Tuberculosis (TB) is a contagious bacterial infection caused by mycobacterium tuberculosis.Tuberculosis symptoms can include coughing that is persistent for 3 weeks or more, night sweats, fever, chest pain, weight loss, coughing up blood, and chest pain.
In this tuberculosis NCLEX review lecture, I'll discuss the following:
-Tuberculosis pathophysiology (patho)
-Tuberculosis causes (mycobacterium tuberculosis and its characteristics) and risk factors
-Tuberculosis airborne precautions
-Latent TB vs Active TB
-TB testing and diagnosis, such as PPD skin test and results, TB blood testing, chest X-rays
-Tuberculosis treatment and medications
-Tuberculosis nursing interventions
Mycobacterium tuberculosis is an aerobic, acid-fast bacteria. Therefore, it loves environments rich in oxygen and will stain bright red when stained during an acid-fast bacilli (AFB) smear. Tuberculosis is most commonly found in the lungs (specifically the upper lobes), but it can also affect the brain, liver, spine, joints, and kidneys.
As a nurse you want to assess your patient for risk factors associated with contracting TB. Tuberculosis risk factors include: living in tight quarters (long-term care facilities, prison, homeless shelter), below or at the poverty line (homeless), immigrant or refugee, weak immune system (HIV), substance abuser (IV drugs), child less than the age of 5.
Tuberculosis is an airborne infection and is spread when a person with active TB exhales the bacteria into the air via talking, sneezing, coughing, yelling or laughing and another person inhales the bacteria.

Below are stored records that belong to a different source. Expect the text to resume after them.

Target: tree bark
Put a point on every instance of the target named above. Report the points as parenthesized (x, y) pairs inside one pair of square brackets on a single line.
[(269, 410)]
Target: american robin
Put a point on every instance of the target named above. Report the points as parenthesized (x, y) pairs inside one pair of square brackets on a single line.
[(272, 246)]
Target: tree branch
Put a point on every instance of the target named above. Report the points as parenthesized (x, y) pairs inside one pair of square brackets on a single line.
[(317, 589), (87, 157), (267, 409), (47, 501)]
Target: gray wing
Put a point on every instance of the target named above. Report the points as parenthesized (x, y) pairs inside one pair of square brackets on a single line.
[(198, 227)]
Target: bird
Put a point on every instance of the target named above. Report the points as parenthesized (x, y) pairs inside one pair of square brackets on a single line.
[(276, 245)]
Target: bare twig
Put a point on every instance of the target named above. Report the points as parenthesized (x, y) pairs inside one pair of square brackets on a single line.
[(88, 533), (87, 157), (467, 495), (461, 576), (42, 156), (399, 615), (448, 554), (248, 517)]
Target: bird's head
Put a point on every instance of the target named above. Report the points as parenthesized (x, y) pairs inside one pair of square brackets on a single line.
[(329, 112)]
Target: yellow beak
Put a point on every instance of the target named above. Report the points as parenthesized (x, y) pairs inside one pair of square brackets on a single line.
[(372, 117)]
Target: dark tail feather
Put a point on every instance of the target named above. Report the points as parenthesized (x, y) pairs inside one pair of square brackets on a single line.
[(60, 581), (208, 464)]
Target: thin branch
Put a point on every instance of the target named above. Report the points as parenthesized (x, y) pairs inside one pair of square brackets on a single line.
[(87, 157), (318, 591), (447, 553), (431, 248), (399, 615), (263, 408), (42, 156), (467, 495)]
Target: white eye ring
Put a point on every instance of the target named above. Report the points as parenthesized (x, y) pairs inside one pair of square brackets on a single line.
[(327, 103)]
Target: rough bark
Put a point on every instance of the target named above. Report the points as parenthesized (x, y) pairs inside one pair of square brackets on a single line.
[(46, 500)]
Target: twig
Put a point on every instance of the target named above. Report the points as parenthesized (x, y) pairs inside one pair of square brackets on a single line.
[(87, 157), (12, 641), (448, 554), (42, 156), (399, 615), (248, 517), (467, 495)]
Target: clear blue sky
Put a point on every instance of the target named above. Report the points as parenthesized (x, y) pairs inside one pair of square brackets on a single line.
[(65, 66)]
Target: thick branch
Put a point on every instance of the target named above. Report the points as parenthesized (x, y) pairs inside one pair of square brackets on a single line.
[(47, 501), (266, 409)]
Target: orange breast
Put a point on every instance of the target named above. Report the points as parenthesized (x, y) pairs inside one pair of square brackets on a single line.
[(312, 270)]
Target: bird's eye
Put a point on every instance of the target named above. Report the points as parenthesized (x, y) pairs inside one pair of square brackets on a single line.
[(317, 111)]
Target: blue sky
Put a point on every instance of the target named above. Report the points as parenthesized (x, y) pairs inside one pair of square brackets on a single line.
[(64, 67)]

It is important to remember that not all people who are exposed to the TB bacteria will develop active tuberculosis.
Many people who are exposed to the bacteria have healthy immune systems that encapsulate the bacteria and keep it from growing (hence becoming an active TB infection). Therefore, the bacteria becomes inactive. This is known as a latent tuberculosis infection (LBTI). The person will NOT be contagious or have signs and symptoms and will have a normal chest x-ray and sputum culture. Their only sign will be a positive PPD (Mantoux test) skin test or blood test. The person will still need treatment to prevent a possible active tuberculosis infection in the future.
However, if this person with LBTI experiences a breakdown in the immune system (ex: contracts HIV), the bacteria will become active again leading to an active infection.
Active tuberculosis infections are different from LBTI in that the person will have signs and symptoms of TB, positive sputum culture and abnormal chest x-ray, be contagious, and have a positive PPD test or blood test.
Testing includes: PPD (protein purified derivative) skin test and results are interpreted:
-15 millimeters (mm) or more: Positive in all persons (doesn't matter if the person does not have any risk factors)
-10 mm or more: positive if the person is an immigrant, IV drug user, working or living in tight living quarters, child less than 4
-5 mm or more: positive if person have HIV, in contact with someone with TB, organ transplant patient, or immunosuppressed
Along with: chest x-ray, sputum culture, and Interferon-Gamma Release Assays (IGRA Test). There are two types of these blood tests: QuantiFERON-TB Gold (QFT) and T-Spot
Nursing interventions for tuberculosis include: placing the patient in airborne precautions if they have ACTIVE tuberculosis (this include standard precautions plus wearing an N95 mask and negative air pressure room), education about isolation, DOT (directly observed therapy), medication education etc.